Vietnam 50 Years Later: a Combat Photographer Remembers

History

Laszlo Kondor

As a season opener, the Hungarian Museum of Photography in Kecskemét is staging an exhibition of images taken by Hungarian- American combat photographer László Kondor during the Vietnam War. The exhibition runs September 1-29.

Between 1969 and 1972, Hungarian-born Kondor served in the U.S. Army as a combat photographer in Vietnam. He wore a uniform and carried a gun as he traveled through the unfamiliar landscape, taking his camera into the life of the American soldier and the consequences of the war, embedded access which was integral to his viewpoint, according to a press release sent to the Budapest Business Journal.

Kondor’s photographs offer us a look at the impact of the war on the young soldiers and rarely seen photographs of the Vietnamese people caught up in the conflict.

“Kondor focused on essential moments though he might have been in the field for months,” says the press release. “He did not work under the daily pressure for breaking news, such as Associated Press and Reuter’s photographers. These are stories that unfold slowly, painfully or humorously.”

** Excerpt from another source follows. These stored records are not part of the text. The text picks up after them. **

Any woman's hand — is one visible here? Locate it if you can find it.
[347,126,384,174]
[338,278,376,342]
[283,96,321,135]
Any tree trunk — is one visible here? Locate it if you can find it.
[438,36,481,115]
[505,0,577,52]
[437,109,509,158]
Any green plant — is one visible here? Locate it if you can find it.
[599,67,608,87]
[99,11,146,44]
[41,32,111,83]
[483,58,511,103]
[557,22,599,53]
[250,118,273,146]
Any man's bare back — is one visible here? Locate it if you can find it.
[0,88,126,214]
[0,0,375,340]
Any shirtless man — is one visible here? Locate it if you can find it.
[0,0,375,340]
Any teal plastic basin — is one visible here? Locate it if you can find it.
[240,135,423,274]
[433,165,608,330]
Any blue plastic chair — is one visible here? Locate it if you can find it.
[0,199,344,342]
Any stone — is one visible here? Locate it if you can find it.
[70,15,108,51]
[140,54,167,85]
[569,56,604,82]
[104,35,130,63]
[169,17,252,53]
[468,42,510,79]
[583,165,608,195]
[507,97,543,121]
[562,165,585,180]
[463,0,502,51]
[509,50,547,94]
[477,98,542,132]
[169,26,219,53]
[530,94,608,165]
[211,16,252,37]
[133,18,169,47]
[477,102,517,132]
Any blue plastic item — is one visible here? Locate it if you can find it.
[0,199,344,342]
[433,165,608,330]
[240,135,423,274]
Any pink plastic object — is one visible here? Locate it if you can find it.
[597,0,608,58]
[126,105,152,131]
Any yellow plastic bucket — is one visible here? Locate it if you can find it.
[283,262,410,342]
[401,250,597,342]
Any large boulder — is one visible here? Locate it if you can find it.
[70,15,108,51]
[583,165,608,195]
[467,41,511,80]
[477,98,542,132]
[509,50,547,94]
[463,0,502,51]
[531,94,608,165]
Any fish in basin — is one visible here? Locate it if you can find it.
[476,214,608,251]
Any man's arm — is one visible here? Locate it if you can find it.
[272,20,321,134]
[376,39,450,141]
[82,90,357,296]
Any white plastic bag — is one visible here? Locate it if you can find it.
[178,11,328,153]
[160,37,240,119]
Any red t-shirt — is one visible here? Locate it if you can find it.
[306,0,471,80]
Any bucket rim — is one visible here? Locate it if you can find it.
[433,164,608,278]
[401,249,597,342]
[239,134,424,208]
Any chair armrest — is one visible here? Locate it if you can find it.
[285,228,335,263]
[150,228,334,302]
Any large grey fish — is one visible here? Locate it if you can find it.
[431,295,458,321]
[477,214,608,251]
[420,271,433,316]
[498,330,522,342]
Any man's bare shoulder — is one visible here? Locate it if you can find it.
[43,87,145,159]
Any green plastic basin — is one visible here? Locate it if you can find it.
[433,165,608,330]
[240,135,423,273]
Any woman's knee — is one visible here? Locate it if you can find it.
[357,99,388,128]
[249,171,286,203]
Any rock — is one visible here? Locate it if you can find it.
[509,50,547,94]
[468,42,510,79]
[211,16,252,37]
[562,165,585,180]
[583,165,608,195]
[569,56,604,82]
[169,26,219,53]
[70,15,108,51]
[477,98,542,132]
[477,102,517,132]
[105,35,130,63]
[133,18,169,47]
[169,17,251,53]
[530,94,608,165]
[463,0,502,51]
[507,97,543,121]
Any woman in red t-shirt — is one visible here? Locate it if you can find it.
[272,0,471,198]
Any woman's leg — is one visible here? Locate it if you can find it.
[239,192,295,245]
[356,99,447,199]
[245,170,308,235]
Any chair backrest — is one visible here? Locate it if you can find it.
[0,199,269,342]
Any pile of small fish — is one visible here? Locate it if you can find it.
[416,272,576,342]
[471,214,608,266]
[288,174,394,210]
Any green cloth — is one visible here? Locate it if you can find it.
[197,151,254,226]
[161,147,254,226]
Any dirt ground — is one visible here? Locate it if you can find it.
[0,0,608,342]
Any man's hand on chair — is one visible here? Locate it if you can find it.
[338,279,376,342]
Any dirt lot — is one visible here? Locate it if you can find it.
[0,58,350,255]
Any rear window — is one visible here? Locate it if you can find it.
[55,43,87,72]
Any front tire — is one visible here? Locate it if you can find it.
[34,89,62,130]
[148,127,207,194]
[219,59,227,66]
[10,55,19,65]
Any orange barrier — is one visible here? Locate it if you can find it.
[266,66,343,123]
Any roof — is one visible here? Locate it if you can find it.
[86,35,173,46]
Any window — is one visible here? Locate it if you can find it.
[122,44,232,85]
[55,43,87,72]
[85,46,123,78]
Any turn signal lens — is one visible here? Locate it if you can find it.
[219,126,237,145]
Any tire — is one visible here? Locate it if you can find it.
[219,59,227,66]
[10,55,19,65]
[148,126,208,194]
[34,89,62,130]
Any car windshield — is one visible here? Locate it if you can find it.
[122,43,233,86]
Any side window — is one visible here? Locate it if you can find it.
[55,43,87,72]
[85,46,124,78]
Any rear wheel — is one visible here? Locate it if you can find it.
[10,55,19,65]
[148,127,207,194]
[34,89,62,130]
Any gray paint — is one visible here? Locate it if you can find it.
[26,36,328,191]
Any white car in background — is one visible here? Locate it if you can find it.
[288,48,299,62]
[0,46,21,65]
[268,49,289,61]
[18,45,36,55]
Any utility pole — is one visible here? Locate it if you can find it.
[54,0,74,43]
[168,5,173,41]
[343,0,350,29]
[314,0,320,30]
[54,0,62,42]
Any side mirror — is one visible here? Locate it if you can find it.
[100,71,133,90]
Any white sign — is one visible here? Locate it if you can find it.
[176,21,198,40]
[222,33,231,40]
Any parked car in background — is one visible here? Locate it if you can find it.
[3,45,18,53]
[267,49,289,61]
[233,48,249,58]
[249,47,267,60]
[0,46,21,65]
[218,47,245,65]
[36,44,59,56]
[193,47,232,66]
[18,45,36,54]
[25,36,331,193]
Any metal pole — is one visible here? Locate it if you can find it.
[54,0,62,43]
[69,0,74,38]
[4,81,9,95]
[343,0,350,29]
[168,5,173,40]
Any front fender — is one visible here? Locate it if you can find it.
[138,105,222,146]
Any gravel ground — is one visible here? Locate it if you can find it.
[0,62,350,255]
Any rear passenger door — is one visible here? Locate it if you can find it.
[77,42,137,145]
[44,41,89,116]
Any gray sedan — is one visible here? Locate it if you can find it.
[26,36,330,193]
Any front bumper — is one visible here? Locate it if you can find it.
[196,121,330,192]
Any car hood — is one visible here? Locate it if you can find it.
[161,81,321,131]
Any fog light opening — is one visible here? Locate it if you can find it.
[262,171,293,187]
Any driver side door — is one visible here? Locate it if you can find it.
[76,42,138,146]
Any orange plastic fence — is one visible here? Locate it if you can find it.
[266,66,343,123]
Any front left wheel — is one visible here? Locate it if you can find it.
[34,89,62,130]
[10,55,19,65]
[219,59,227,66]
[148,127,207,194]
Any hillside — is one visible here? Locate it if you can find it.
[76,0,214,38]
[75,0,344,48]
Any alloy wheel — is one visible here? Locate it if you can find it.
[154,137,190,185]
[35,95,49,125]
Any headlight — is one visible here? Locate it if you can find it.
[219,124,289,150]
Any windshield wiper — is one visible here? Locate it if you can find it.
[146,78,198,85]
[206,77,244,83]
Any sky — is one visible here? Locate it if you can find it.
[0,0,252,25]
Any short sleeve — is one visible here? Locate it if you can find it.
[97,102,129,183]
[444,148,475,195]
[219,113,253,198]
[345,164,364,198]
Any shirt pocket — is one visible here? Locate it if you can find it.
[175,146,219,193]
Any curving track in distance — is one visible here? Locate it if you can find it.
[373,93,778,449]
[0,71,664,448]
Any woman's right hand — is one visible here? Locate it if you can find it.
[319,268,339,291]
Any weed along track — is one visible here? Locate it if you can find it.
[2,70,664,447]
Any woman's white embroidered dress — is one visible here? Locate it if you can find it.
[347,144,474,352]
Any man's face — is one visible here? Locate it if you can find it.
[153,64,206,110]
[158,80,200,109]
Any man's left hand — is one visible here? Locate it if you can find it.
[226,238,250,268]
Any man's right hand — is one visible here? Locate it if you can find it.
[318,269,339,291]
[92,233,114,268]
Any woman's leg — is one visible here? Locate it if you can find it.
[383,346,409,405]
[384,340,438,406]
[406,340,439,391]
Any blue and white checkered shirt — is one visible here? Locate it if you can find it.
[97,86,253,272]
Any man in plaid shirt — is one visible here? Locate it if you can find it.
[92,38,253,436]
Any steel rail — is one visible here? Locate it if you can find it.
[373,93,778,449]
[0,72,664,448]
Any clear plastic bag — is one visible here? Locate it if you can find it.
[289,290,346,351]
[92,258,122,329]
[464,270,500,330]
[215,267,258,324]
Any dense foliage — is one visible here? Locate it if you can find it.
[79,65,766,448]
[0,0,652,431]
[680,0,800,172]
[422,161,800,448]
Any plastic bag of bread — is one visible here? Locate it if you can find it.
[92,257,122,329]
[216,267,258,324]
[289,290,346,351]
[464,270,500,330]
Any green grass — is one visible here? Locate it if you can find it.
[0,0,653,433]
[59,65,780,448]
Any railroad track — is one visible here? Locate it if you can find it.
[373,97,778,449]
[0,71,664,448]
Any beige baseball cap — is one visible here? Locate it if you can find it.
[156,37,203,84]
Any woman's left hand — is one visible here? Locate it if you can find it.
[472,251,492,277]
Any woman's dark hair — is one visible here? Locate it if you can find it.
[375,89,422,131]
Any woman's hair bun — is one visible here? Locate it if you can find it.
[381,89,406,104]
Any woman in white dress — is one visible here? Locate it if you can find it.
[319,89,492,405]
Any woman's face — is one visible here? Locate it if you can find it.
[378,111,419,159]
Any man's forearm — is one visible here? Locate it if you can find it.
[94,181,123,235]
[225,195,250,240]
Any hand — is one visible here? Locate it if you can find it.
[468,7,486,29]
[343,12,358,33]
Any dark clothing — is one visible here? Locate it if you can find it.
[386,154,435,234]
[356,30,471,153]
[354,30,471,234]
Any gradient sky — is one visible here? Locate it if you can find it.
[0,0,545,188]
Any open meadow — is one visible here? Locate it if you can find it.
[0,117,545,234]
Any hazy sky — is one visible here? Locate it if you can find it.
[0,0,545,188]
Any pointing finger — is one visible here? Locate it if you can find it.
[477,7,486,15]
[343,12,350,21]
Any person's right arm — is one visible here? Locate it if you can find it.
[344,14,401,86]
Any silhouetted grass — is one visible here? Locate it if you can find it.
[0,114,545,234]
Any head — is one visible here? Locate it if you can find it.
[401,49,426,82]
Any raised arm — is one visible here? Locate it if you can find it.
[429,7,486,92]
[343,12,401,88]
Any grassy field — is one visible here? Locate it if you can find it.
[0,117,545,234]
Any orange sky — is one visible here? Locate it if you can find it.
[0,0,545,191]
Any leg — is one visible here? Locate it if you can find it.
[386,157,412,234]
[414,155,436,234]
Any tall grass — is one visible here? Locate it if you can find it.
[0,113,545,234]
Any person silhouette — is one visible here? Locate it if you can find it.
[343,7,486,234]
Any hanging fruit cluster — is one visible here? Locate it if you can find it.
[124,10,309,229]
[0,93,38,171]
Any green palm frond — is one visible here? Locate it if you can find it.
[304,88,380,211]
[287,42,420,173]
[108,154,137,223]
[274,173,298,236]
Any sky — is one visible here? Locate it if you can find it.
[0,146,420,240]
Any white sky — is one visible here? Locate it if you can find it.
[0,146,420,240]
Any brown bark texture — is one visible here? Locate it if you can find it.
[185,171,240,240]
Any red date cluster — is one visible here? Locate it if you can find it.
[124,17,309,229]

The exhibition was originally created in 1995, some 20 years after the Fall of Saigon, when Kondor selected and printed photographs for a show in Chicago.

“It was an act of healing; watching the full-frame prints emerge in my darkroom, I experienced a wave of visual and emotional excitement, which from the safe perspective of time was slowly becoming understandable,” recalled the photographer.

The American public reaction was overwhelmingly positive and in 1996, a master set was acquired for the National Veterans Art Museum (NVAM) in Chicago.

“László Kondorʼs photographs of the Vietnam War are an integral part of the National Veterans Art Museumʼs collection,” said Destinee Oitzinger, NVAM gallery coordinator. “Kondorʼs photos capture the inexorable horrors and anxieties of wartime, as well as the enduring moments of camaraderie, empathy, and innocence of both the American soldiers and Vietnamese civilians, caught in the middle of this arduous conflict.”

Balázs Zoltán Tóth, curator of the Hungarian Museum of Photography, described Kondor’s photographs, especially those taken as a combat photographer in Vietnam, as the true realization of the famous quote of Hungarian war photographer Robert Capa: “If your pictures aren’t good enough, you aren’t close enough.”

A refugee from the 1956 Hungarian Uprising, Kondor ultimately made his way to Chicago in 1961. Educated as a political scientist at the University of Chicago, he turned to photojournalism.  He was a witness to a time of great civil unrest in America and the biggest photographic opportunity of the decade, the Vietnam War.

Returning after the war in 1972, Kondor became the official photographer to iconic Chicago Mayor Richard J. Daley and opened his own fine art studio in 1978. He returned to Hungary in 1996 and now lives in Kapolcs, western Hungary, with his American wife.

The Hungarian Museum of Photography is located at Katona József tér 12, Kecskemét. Opening hours Tuesday-Saturday, 12 noon-5 p.m.